Ce larget subit ensuite des mises en solution en four à air. Les conditions du traitement
sont les suivantes :
- enfournement four chaud
- point de rosée : 25°C +- 3°C.
- maintien : 533°C, 1 heure.
[0014] Une partie est traitée en four à air sans contrôle particulier de l'atmosphère (cas
A : hors l'invention).
Une autre partie du larget est traitée en four à air avec addition de bifluorure d'ammonium
(cas B : hors l'invention) à raison de 7 g/m³ (introduit dans le four en début de
traitement).
Une autre partie est traitée en four à air avec 15 % de CO₂ en volume (cas C : selon
l'invention).
Une dernière partie du larget est mise en solution avec addition de bifluorure d'ammonium
à raison de 7 g/m³ introduit dans le four en début de traitement et avec 15 % de CO₂
en volume (cas D selon l'invention).
[0015] Les résultats concernant la structure du métal après mise en solution et refroidissement
à l'air sont résumés dans le tableau ci-dessous (examen micrographique) :

[0016] On notera de plus, en comparant les figures 1 et 2 que le traitement selon l'invention
réduit la zone appauvrie en lithium.
Exemple 2
[0017] Un alliage de composition en poids : 2,5 % Li - 3,0 % Cu - 0,3 % Mg - 0,12 % Zr -
0,04 % Fe - 0,03 % Si est coulé en billette ⌀ 450 mm, homogénéisé 12h à 515°C, montée
à 25°C/h jusqu'à 538°C, puis maintenu 12 h à 538°C, réchauffé à 430°C, filé en barre
⌀ 180 mm; cette barre est débitée et filée à la même température en un profilé en
H avec un rapport de filage de 27.
Ce profilé est alors débité en diverses longueurs subissant des mises en solution
diverses en four à air dans les conditions ci-dessous :
. Cas E (hors l'invention) :
[0018] Enfournement à 430°C et montée en 20 min à 538°C puis maintien 1 heure
Point de rosée : 5°C +- 3°C
Présence de bifluorure d'ammonium (introduit à raison de 7 g/m³ en début de traitement).
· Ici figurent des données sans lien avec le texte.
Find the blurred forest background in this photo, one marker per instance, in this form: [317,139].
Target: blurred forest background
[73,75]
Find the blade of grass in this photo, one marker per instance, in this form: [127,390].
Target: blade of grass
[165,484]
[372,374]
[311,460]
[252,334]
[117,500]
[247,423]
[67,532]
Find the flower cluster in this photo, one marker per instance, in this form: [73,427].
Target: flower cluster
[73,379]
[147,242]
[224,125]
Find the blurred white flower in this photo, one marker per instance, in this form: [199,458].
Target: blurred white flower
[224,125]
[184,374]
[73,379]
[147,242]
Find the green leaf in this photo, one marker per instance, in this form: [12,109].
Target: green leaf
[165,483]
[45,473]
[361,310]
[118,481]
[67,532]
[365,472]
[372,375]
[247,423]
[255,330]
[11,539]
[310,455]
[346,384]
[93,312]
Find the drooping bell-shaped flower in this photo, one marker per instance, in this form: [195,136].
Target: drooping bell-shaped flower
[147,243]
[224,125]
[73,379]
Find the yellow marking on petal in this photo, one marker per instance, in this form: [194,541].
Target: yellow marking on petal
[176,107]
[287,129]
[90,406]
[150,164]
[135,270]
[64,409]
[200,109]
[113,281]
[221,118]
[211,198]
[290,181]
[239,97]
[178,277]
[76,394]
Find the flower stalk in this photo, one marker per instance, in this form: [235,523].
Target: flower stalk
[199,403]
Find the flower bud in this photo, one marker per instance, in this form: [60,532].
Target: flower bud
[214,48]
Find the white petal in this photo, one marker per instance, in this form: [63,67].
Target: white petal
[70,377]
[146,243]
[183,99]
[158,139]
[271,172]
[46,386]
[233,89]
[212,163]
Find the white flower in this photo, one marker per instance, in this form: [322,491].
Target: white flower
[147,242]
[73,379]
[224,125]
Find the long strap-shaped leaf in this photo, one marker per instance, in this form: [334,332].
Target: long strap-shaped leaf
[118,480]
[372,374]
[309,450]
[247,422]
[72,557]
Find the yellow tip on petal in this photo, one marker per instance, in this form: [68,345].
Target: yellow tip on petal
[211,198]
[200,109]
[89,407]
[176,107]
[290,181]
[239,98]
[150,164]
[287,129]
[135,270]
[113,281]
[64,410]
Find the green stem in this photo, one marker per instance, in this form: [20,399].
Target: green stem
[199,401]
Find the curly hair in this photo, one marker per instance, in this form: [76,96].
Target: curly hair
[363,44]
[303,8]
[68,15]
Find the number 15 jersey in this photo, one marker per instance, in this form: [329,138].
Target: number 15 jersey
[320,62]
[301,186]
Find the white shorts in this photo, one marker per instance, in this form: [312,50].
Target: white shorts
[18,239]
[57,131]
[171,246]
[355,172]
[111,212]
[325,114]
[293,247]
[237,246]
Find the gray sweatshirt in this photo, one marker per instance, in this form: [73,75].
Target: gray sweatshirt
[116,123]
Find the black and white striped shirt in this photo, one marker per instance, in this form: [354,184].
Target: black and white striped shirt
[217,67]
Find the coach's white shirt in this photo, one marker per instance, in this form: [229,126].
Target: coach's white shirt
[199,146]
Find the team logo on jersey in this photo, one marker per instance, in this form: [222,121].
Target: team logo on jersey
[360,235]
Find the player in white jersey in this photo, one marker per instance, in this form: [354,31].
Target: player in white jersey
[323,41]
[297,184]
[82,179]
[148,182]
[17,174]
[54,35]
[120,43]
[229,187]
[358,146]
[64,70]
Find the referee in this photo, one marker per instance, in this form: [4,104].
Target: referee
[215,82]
. Cas F (hors l'invention) :
[0019] Enfournement à 538°C et maintien 1 heure
Point de rosée : 5°C +- 3°C
Présence de bifluorure d'ammonium (introduit à raison de 7 g/m³ en début de traitement).
. Cas G (hors l'invention)
[0020] Enfournement à 538°C et maintien 1 heure
Point de rosée : 5°C +- 3°C.
. Cas H (selon l'invention)
[0021] Enfournement à 538°C et maintien 1 heure
Point de rosée : 5°C +- 3°C
Présence de 65 % en volume de CO₂ gaz dans le four.
[0022] Dans tous les cas, les mises en solution sont suivies d'une trempe à l'eau froide.
Les échantillons, prélevés en pied et en tête de chaque longueur mise en solution,
sont ensuite examinés en microscopie optique.

Exemple 3
[0023] Un alliage de type 2091 de composition en poids : 2,1 % Li - 2,3 % Cu - 1,2 % Mg
- 0,12 % Zr - 0,10 % Fe - 0,07 % Si est coulé en plaques de section 800 x 300 mm²,
homogénéisé 12 heures à 532°C, scalpé laminé à chaud entre 490 et 400°C jusqu'à 12
mm.
La tôle ainsi réalisée est débitée et subit les mises en solution suivantes:
. Cas I (hors l'invention)
[0024] Enfournement à 530°C et maintien 2 heures
Point de rosée : -20°C +- 5°C
Teneur en CO₂ : 2 % volumique.
. Cas J (selon l'invention)
[0025] Même traitement mais teneur en CO₂ de 8 % volumique.
[0026] On observe dans le cas hors l'invention quelques piqûres localisées sur la tôle.
Celles-ci n'apparaissent pas dans le traitement réalisé selon l'invention.